Es hinkt, also muss es wohl ein Beispiel sein: Die Frage ist nicht, was du darfst oder sollst. Die Frage ist, ob und wann du eine Mitverantwortung für meine Taten trägst. Das lyrische (d)ich in deinem Beispiel hat in der Realität den potentiellen Täter aus dessen Wohnung vertrieben (ein von ihm besetztes Haus, dessen Eigentümer dem lyrischen ich aber auch egal ist), seine Angehörigen schwer verletzt und angekündigt, ihn seinerseits zu töten. Und du informierst das lyrische ich auch nicht darüber, dass ihn jemand niederstechen will (das weiß es aus naheliegenden Gründen selbst) und auch nicht über eine konkret geplante Einzeltat des Täters (das wäre mein Vorschlag: Deutschland wertet aus und benachrichtigt locker Verbündete, wenn diesen oder Zivilisten in von ihnen geschütztem Gebiet aktue Gefahr droht), sondern du verrätst dem lyrischen ich sämtliche Informationen über das Leben des potenziellen Täters einschließlich seines Aufenthaltsortes in Echtzeit, wohlwissend dass das lyrische ich ihn umbringen will.
Nur dass das die Bundeswehr nicht macht. Die übermittelte Lagedaten sind nicht geeignet, um Ziele auszumachen und anzugreifen. Das sind Informationen der Kategorie "So oder so viele Personen kampffähigen Alters in diesem oder jenem Areal gesichtet, ggf. in Bewegung in diese oder jene Richtung."
Was das für Personen sind und wo sie sich genau aufhalten und was sie vorhaben, muss derjenige, für den der Lagebericht interessant ist, schon selbst mit der für seine Situation und Absicht erforderlichen Präzision herausfinden.
Das ist, also ob du der Polizei mitteilst, dass du mutmaßliche Kriminelle in deinem Wohnviertel gesichtet hast.

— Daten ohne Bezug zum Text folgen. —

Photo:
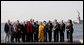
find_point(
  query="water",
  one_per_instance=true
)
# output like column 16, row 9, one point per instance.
column 78, row 31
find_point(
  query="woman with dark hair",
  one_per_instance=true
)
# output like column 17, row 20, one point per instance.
column 41, row 32
column 70, row 30
column 36, row 31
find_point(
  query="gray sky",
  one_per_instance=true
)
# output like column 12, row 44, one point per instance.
column 40, row 10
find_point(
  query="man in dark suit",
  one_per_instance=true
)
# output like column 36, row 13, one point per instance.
column 49, row 28
column 18, row 31
column 23, row 31
column 7, row 30
column 45, row 30
column 56, row 31
column 62, row 30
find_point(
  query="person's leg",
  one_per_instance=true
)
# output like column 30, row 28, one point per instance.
column 67, row 36
column 71, row 38
column 60, row 36
column 63, row 37
column 54, row 36
column 57, row 36
column 5, row 37
column 46, row 37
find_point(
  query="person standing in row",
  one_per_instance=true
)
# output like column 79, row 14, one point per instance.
column 12, row 31
column 23, row 31
column 45, row 30
column 56, row 31
column 41, row 32
column 18, row 31
column 70, row 30
column 36, row 31
column 62, row 30
column 49, row 28
column 28, row 32
column 7, row 29
column 31, row 31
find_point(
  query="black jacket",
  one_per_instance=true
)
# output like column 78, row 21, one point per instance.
column 49, row 28
column 62, row 27
column 57, row 27
column 7, row 28
column 70, row 28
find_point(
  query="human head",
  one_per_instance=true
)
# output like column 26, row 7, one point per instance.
column 44, row 22
column 8, row 21
column 36, row 22
column 69, row 21
column 17, row 21
column 61, row 21
column 55, row 20
column 40, row 23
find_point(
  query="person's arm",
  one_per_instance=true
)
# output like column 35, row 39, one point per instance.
column 5, row 28
column 64, row 28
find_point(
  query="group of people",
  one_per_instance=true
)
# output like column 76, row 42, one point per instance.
column 31, row 31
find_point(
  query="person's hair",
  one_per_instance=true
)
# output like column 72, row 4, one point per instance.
column 70, row 21
column 44, row 21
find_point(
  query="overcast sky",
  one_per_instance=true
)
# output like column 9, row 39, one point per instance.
column 40, row 10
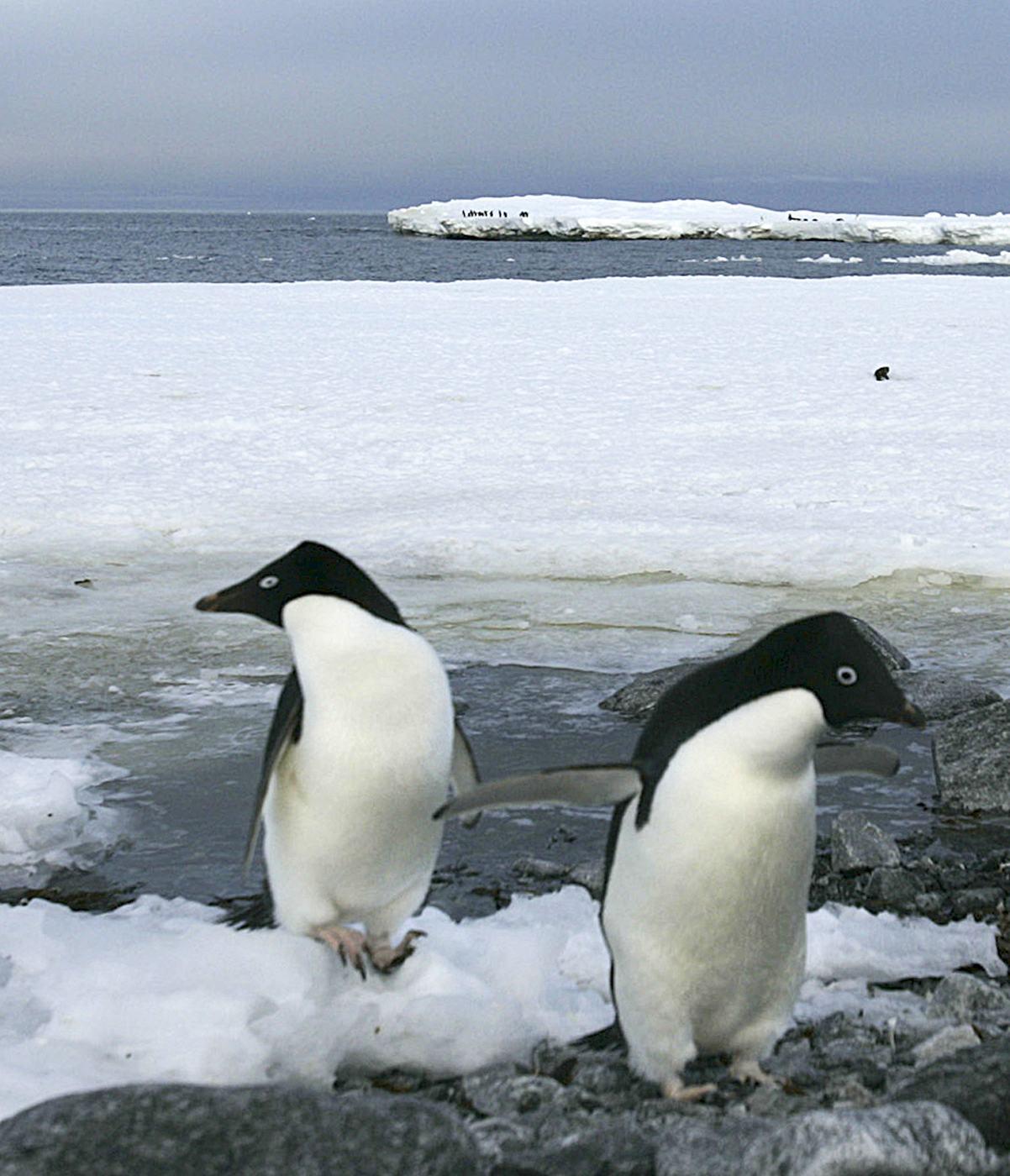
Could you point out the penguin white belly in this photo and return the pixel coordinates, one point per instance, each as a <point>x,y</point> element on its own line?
<point>348,828</point>
<point>706,906</point>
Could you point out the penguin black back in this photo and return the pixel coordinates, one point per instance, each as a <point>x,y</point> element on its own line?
<point>826,654</point>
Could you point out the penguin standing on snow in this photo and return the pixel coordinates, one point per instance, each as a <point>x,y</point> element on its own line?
<point>361,749</point>
<point>712,843</point>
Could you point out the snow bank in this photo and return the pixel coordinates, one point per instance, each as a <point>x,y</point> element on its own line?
<point>718,428</point>
<point>50,815</point>
<point>160,991</point>
<point>954,258</point>
<point>571,218</point>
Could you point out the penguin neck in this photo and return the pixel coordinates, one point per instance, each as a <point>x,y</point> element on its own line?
<point>773,737</point>
<point>340,646</point>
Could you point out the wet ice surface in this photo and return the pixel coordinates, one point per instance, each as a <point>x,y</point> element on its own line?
<point>188,746</point>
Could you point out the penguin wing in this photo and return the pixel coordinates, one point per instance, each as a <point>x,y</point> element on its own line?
<point>464,770</point>
<point>285,729</point>
<point>855,760</point>
<point>607,784</point>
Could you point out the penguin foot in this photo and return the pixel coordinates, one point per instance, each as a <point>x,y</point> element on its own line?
<point>387,958</point>
<point>346,942</point>
<point>750,1070</point>
<point>675,1089</point>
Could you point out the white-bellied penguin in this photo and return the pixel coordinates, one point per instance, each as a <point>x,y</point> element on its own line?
<point>362,747</point>
<point>712,843</point>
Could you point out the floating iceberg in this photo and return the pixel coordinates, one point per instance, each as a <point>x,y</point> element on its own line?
<point>569,218</point>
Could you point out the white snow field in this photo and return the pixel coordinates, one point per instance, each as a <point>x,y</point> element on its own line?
<point>608,474</point>
<point>571,218</point>
<point>158,990</point>
<point>720,428</point>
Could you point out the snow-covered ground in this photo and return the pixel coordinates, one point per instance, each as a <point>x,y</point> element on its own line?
<point>610,474</point>
<point>576,219</point>
<point>160,991</point>
<point>718,428</point>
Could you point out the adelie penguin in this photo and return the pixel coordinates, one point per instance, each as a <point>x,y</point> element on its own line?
<point>712,843</point>
<point>362,747</point>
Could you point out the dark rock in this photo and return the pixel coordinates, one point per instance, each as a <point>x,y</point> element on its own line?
<point>591,876</point>
<point>896,890</point>
<point>963,997</point>
<point>930,903</point>
<point>618,1149</point>
<point>541,869</point>
<point>916,1140</point>
<point>860,844</point>
<point>975,1082</point>
<point>502,1091</point>
<point>602,1074</point>
<point>254,1131</point>
<point>913,1140</point>
<point>976,901</point>
<point>942,1044</point>
<point>942,696</point>
<point>639,696</point>
<point>971,754</point>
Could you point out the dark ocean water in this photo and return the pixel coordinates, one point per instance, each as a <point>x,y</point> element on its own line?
<point>45,249</point>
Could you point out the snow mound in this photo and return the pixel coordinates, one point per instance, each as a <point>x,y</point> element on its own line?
<point>571,218</point>
<point>50,815</point>
<point>160,991</point>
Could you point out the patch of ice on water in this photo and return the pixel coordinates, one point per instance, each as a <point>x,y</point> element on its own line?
<point>52,816</point>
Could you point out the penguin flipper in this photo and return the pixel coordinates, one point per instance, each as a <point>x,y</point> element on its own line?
<point>464,770</point>
<point>285,729</point>
<point>608,784</point>
<point>856,760</point>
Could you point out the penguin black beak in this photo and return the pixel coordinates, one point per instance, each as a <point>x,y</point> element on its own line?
<point>910,715</point>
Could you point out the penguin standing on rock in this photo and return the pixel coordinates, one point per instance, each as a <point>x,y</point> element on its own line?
<point>361,749</point>
<point>712,843</point>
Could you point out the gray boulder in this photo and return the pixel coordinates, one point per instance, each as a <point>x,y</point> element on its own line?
<point>971,754</point>
<point>913,1140</point>
<point>942,696</point>
<point>965,997</point>
<point>254,1131</point>
<point>641,694</point>
<point>974,1082</point>
<point>860,844</point>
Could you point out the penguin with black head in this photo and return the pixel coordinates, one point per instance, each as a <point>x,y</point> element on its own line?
<point>361,748</point>
<point>712,843</point>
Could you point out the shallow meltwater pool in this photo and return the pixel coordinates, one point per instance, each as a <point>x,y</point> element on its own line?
<point>179,703</point>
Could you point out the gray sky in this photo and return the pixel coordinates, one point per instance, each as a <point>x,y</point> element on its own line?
<point>874,105</point>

Du bist nicht unmittelbar dafür verantwortlich, was die Polizei daraufhin macht. Vom Schutz der Bürger vor Ungemach bis zu einer Todesschwadron zur Ausübung von Standrecht ist
theoretisch alles möglich.
Und ja, wenn du davon ausgehen musst, dass die Polizei zur Todesschwadron tendiert, unterlässt du womöglich die Mitteilung, um daran nicht mitverantwortlich zu sein. Aber dann bist eben dafür verantwortlich, wenn durch die Zurückhaltung deines Wissens Menschen zu schaden kommen.
Sprich, jedermann wird abwägen, durch welches Handeln der größere Schaden im Umfeld und am eigenen Gewissen entsteht.
Und das muss die Bundeswehr auch. Sie wägt die Toten durch möglicherweise stattfindende US-Drohnenangriffe gegen das Toten möglicherweise stattfindender Angriffe, Anschläge, Entführungen und sonstiger Übergriffe ab, wenn sie ihre Erkenntnisse weitergibt. Es gibt hierbei keine ethisch einwandfreie Lösung, weil sowohl die Weitergabe als auch die Zurückhaltung von Informationen erhebliche Konsequenzen haben kann.
Für viel schwerwiegender halte ich es, wenn tatsächlich spezifische "Zieldaten" an die USA weitergegeben werden, obwohl man weiß oder zumindest deutlich erahnen kann, dass diese nur sehr einseitig Konsequenzen haben. Bekanntlich haben deutsche Behörden die Daten in Deutschland lebender Personen, teils mit deutschen Pass, an die USA weitergegeben, die daraufhin ihre Greiferkommandos schickten und besagte Personen in Drittländer (mit Folterkästen oder zumindest unbeschränkter Inhaftierung ohne Anklage) entführten.
Das halte ich für sehr eindeutig verwerflich, weil von Personen in Deutschland keine unmittelbare Gefahr für die Empfänger der Informationen ausgeht und weil sich diese Personen im unmittelbaren und ausschließlichen Zuständigkeitsbereich deutscher Behörden befinden.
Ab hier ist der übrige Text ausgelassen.